Second, the author seems to be talking out of both sides of his mouth here. He initially points to "rapid price declines of over 15% year to year in widely owned gas guzzlers"
Next, he points out that "new car dealers are offering almost giveaway incentives which slows traffic at the CarMax lots. Why buy old when you can buy new, if a gas guzzler is what you want?" Didn't you just say that prices of used gas guzzlers are down 15%?????
Lastly, he provides no justification at all for his $12 price target.

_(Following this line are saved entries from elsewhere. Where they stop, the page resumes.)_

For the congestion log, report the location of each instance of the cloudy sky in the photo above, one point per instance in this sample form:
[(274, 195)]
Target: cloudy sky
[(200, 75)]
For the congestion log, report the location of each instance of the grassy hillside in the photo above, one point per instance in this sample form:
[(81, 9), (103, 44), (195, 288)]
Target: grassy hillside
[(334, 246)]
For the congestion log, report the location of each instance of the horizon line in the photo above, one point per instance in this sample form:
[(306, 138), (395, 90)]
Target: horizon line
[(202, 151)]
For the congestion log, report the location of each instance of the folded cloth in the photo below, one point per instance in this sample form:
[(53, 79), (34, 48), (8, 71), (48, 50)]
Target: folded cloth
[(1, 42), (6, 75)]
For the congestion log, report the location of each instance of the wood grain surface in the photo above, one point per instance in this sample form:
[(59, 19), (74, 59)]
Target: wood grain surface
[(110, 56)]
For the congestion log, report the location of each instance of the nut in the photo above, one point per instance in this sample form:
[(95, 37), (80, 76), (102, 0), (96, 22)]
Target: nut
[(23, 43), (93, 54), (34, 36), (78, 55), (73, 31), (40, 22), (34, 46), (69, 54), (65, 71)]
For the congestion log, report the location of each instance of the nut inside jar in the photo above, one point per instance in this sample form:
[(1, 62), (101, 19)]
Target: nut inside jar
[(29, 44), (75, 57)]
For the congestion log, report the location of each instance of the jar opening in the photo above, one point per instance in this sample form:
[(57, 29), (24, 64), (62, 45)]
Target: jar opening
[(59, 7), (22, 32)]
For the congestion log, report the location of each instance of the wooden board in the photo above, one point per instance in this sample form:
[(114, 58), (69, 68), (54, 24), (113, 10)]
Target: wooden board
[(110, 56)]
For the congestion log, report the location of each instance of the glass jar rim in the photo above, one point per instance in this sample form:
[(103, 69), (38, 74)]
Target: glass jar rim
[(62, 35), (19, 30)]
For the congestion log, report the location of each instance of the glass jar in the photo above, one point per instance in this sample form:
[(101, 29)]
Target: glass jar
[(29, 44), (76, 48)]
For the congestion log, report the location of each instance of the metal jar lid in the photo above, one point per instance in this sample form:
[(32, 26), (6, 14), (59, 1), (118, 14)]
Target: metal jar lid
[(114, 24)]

Please don't post any articles unless you have something meaningful to say.
- SkipinCA
- 21 Comments
Jun 17 04:55 PMI agree that there will be a decline in the number of cars purchased while we get through a protracted consumer recession. This will effect sales of both new and used cars. But let's look at the difference between the costs of buying used vs new. Since you mentioned gas guzzlers, I used a Chevy Suburban for example. A rought check that the Chevy website says a low end 2008 model goes for $39,000. It gets 14 city and 20 Hwy MPG. Take the average of 17MPG. If you go to the Carmax website, you can purchase a 2005 Suburban with 30K miles for $21,000. That is a savings of $18,000 or 46%!!! Very significant. But Chey will give you 60 month financing at 0% compared to maybe 8% on a used car. The monthly payment on the new car is $650 but the used car is only $426, 35% less!!! Again, big savings. Now, let's assume the 2005 gets worse milage, say 12MPG vs 17MPG. If one drives 15,000 miles per year you would use about 367 gallons less with a new car. At $4.50 per gallon you would spend about $1654 per year or $138 per month more on gas with a used car. That brings the total monthly cost of a used car up to $564, which is only $86 less than a new car. I was suprised at how much a difference 5MPG makes in monthly cost.
That said, I think that the significant up front cost savings of a used car will be compelling to a lot of people. I would not write off the used car industry or CarMax. At est EPS of .84 for this year and a price of $18.50 that roughly implies a 10% growth rate over the next 5 years, which trails off over the next 10 years to 3%. Given the company has the ability to open many new stores over that period, it is certainly not unreasonable to hit this once the economy recovers. A $12 price would imply a flat 3% growth rate in perpetuity. I think they can do better than that. Therefore, I would certainly not short the stock. But, I sure don't see any obvious catalysts that would make the stock take off. Better to let the bears have their day and pick it up later at a better price. I think this is a great concept and they have real size advantages that will win the day in the long run.
Lastly, how they account for securitization gains is irrelavent to cash flow and not worth considering. The real issue is whether they can do securitizations at all. They appear to have done one recently all be it a decreased profitability.